SABER

Selection of Amplicon Barcodes from Experimental Replicates or SABER is a NGS analysis pipeline based on and supplemental to the transgenic zebrafish system Genome Editing of Synthetic Target Arrays for Lineage Tracing (GESTALT) to study cellular phylogeny.

Quick Start (TL;DR)

Requirements

To run SABER you will need snakemake and to be running macOS or linux. We recommend you install this via conda. This has been tested on Ubuntu 18 and Ubuntu 16.

source ~/miniconda3/bin/activate
conda install -c bioconda -c conda-forge snakemake

Installing miniconda and then snakemake should take about five minutes. All other dependencies will be installed by snakemake in another conda environment.

Running SABER

Clone or download a release. This should take 30 seconds to a minute.

git clone https://github.com/blachlylab/SABER.git
cd SABER

Run the demo.

# make sure you're in the SABER dir and can use snakemake
# download demo data and extract
wget https://github.com/blachlylab/SABER/releases/download/v1.0.0/demo_data.tar
mkdir demo
cd demo
tar -xf ../demo_data.tar
cd ..
# run pipeline
snakemake -j 8 --use-conda demo

First snakemake will spend 5-10 minutes downloading the conda environment required to run SABER (this is only done once). It will take another 5-15 minutes to run the demo set through the SABER pipeline and analysis. The SABER analysis scripts will also install some other R packages into the conda environment (this takes about 5 minutes and only needs to be done once).The conda environments are installed under .snakemake/conda/ and you could activate then by using:

conda activate .snakemake/conda/env-hash-here

On an Ubuntu 18 laptop with an 8-threaded intel cpu and 16GB of ram, installation of the conda environment took 7 minutes. Running the SABER pipeline and analysis (with installation of the R packages) took 12 minutes. There will be a demo_output folder which contains all of the intermediate data used to perform the SABER analysis. The SABER folder under this contains the plots which should match the plots found in the folder demo/output in the current repository.

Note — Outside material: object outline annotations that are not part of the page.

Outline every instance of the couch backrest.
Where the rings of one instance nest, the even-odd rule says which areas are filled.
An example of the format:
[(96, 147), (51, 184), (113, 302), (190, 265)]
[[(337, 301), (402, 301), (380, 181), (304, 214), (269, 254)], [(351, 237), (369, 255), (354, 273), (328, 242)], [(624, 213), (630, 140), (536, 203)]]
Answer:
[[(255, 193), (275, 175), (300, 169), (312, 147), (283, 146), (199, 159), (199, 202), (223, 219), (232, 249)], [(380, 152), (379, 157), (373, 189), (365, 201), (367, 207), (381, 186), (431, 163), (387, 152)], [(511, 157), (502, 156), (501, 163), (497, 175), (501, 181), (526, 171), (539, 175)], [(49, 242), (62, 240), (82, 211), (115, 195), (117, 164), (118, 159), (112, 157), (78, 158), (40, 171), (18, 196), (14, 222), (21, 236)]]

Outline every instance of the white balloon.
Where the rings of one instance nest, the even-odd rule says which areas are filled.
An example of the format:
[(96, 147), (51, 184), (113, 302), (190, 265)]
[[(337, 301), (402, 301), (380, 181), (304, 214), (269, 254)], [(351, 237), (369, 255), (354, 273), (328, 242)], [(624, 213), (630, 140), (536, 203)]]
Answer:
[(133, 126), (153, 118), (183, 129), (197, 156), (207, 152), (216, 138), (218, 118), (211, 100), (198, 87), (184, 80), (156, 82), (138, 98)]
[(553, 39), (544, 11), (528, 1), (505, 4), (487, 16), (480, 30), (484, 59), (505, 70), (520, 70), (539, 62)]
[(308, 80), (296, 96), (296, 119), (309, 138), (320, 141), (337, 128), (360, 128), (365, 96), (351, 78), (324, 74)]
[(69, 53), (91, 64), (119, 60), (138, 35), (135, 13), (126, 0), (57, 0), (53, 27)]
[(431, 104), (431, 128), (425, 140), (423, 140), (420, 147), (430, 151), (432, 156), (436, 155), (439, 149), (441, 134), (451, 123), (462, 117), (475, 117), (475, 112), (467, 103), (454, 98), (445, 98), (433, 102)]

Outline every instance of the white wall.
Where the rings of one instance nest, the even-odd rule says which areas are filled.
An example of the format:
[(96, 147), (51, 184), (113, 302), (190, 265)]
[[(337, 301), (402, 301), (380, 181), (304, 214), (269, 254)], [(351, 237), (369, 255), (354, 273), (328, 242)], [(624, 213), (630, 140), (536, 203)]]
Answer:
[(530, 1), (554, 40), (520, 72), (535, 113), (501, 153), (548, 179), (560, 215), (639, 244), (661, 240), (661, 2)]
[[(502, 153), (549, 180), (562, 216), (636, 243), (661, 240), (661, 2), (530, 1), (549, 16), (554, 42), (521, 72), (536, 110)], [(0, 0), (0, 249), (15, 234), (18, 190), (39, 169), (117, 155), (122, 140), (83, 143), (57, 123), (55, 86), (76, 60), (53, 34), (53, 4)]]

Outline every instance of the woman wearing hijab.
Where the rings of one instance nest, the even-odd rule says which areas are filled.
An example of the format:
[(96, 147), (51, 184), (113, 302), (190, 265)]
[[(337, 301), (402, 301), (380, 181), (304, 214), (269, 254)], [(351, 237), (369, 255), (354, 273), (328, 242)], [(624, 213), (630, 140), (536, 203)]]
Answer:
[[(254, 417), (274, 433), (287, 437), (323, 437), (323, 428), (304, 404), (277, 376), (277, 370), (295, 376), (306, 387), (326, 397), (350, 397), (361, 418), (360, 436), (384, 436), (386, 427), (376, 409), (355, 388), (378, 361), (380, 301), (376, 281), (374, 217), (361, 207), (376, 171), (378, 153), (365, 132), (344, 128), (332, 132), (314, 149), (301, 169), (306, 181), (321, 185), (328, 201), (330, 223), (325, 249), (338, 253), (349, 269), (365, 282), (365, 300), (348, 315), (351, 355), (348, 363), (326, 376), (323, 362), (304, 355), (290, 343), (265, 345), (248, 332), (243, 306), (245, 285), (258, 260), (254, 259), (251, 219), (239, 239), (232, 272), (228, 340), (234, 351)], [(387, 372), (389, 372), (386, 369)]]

To setup your own data. Copy your fastqs into the fastq directory.

mkdir fastq
cp /path/to/your/fastqs* fastq

Run the pipeline on your data.

snakemake -j 8 --use-conda

Configurable settings

SABER's YAML config file has some configuarable options.

output_prefix: SABER
use_umi: false
#variant_read_cutoff: 20000
#
# Uncomment below to set tvaf
# tvaf: 0.01

Output Prefix: prefixes the output directory

Use UMI: set if you used a UMI equipped PCR library

Variant Read Cutoff: When plotting the large heatmap of all samples all variants with more than 5000 supporting reads will be shown.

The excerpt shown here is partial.